In the words of Capitals coach Barry Trotz, Alex Ovechkin was “on a mission” this postseason. At age 32, he scored a team-record 15 playoff goals, won the Conn Smythe Trophy as playoff MVP and has been celebrating as only he could. The captain’s attention to detail produced a more complete game, according to general manager Brian MacLellan. But Ovechkin’s maturation was just one of a number of changes this spring that finally let the Capitals triumph after years of premature playoff exits.
Develop a killer instinct
Former Capitals forward Justin Williams, a three-time Stanley Cup winner, often said that championship teams know how to “seize the moment,” how to sense opportunities as they happen, not in retrospect. The issue with previous Caps teams, Williams believed, was a tendency to let big moments slip away. This year’s Capitals had no such problem. This spring, Washington became the third champion in NHL history to clinch all four series on the road. In nine previous postseasons, the Caps were just 6-15 in potential series-clinching games and twice blew 3-1 leads (2010, 2015). When the Caps built a 3-1 lead in the finals, coach Barry Trotz was asked about that history. “I don’t think we were mentally in the place we are now,” he said. “We’re a totally different team.”
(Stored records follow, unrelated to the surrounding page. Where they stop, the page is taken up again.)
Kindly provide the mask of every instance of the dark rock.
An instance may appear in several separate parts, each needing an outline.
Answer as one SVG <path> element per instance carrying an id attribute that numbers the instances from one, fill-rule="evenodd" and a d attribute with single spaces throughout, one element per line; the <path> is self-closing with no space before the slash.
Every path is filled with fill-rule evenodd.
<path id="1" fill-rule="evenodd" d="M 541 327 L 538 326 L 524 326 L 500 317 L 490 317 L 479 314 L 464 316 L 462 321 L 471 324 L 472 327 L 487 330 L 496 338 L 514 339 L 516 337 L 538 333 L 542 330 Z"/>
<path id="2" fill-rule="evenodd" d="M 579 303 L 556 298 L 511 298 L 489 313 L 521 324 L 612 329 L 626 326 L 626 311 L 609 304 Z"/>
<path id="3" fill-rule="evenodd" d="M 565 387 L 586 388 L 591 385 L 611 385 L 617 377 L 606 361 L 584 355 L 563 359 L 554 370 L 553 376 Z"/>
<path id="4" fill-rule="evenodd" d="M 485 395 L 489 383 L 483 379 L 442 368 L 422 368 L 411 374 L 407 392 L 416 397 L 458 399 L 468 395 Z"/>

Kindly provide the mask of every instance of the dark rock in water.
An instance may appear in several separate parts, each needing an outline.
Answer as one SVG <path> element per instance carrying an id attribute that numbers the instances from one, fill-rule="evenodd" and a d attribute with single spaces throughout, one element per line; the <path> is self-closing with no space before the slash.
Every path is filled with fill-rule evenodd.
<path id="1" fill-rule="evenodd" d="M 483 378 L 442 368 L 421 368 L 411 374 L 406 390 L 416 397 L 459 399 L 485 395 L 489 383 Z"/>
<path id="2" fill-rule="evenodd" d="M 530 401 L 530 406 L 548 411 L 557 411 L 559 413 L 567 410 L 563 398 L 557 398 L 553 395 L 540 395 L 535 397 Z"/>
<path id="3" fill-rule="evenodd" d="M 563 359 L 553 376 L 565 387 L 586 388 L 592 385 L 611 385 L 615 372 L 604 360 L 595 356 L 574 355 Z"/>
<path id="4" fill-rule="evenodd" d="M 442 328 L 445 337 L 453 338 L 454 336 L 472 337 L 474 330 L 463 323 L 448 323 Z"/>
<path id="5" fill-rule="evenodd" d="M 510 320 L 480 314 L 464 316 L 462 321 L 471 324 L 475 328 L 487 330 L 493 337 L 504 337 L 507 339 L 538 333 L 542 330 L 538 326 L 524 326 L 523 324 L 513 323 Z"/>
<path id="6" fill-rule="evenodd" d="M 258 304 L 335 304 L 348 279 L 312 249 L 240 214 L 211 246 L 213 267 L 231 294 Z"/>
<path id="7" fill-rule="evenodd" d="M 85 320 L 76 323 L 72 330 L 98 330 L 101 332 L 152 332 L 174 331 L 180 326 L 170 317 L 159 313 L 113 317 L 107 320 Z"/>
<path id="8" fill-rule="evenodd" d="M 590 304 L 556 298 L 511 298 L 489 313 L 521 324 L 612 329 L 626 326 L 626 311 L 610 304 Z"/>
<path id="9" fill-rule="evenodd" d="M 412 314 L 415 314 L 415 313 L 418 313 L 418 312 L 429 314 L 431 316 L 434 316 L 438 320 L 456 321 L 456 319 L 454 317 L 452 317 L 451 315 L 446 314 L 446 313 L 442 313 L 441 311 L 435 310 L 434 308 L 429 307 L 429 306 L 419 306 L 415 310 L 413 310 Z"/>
Become immune to adversity
The 2018 Capitals may have been the most resilient team in the Ovechkin era, becoming just the second team to win the Cup after trailing in all four series. The Caps tied an NHL record with 10 road wins in the playoffs, climbed out of a 2-0 hole in Round 1 and eliminated the Penguins in Round 2 despite playing Game 6 without Nicklas Backstrom, Andre Burakovsky and Tom Wilson. Their lineup that night featured five rookies, including two making their postseason debuts. Washington avoided elimination in the East finals thanks to shutouts by Braden Holtby in Games 6 and 7. The whole run was a far cry from 2010, when the Presidents’ Trophy-winning Capitals had a 3-1 series lead on the Canadiens but let a rerouted flight from Montreal and a night stranded on the tarmac in Baltimore disrupt their momentum.
Stack talent at center
Stability down the middle eluded the Capitals earlier this decade with a revolving cast of centers playing behind stalwart Nicklas Backstrom. The Capitals won one playoff series from 2010 through 2014, relying on a collection of rentals that included Brendan Morrison, Eric Belanger, Jason Arnott, Mike Ribeiro and Mikhail Grabovski. None spent more than a season in D.C. By contrast, this year’s team had the depth to weather the loss of Backstrom for four playoff games. Evgeny Kuznetsov was the postseason’s leading scorer with 32 points in 24 games. Lars Eller came through with a double-overtime game-winner against Columbus and the series clincher against Vegas. Veteran Jay Beagle had the finest postseason faceoff rate (60.1 percent) of any player who took at least 125 draws.
Stash scorers in reserve
Last year, Lars Eller, Jay Beagle and Daniel Winnik were all held without a goal in 13 playoff games. Brett Connolly, who had a career-high 15 goals that season, was held pointless in seven postseason games and was eventually scratched. In seven games against the Penguins that year, not one bottom-six forward scored for the Capitals. In this year’s second-round series against Pittsburgh, nine Caps forwards scored, and five had multiple goals. Devante Smith-Pelly, who had seven goals in the regular season, scored three in six finals games. Eller (seven goals) and Connolly (six goals) rebounded from last year’s paltry postseason totals. Rookie Jakub Vrana opened the scoring in the Capitals’ Cup-clinching Game 5 win. Fellow rookie Chandler Stephenson played all 24 playoff games and scored two goals with seven points.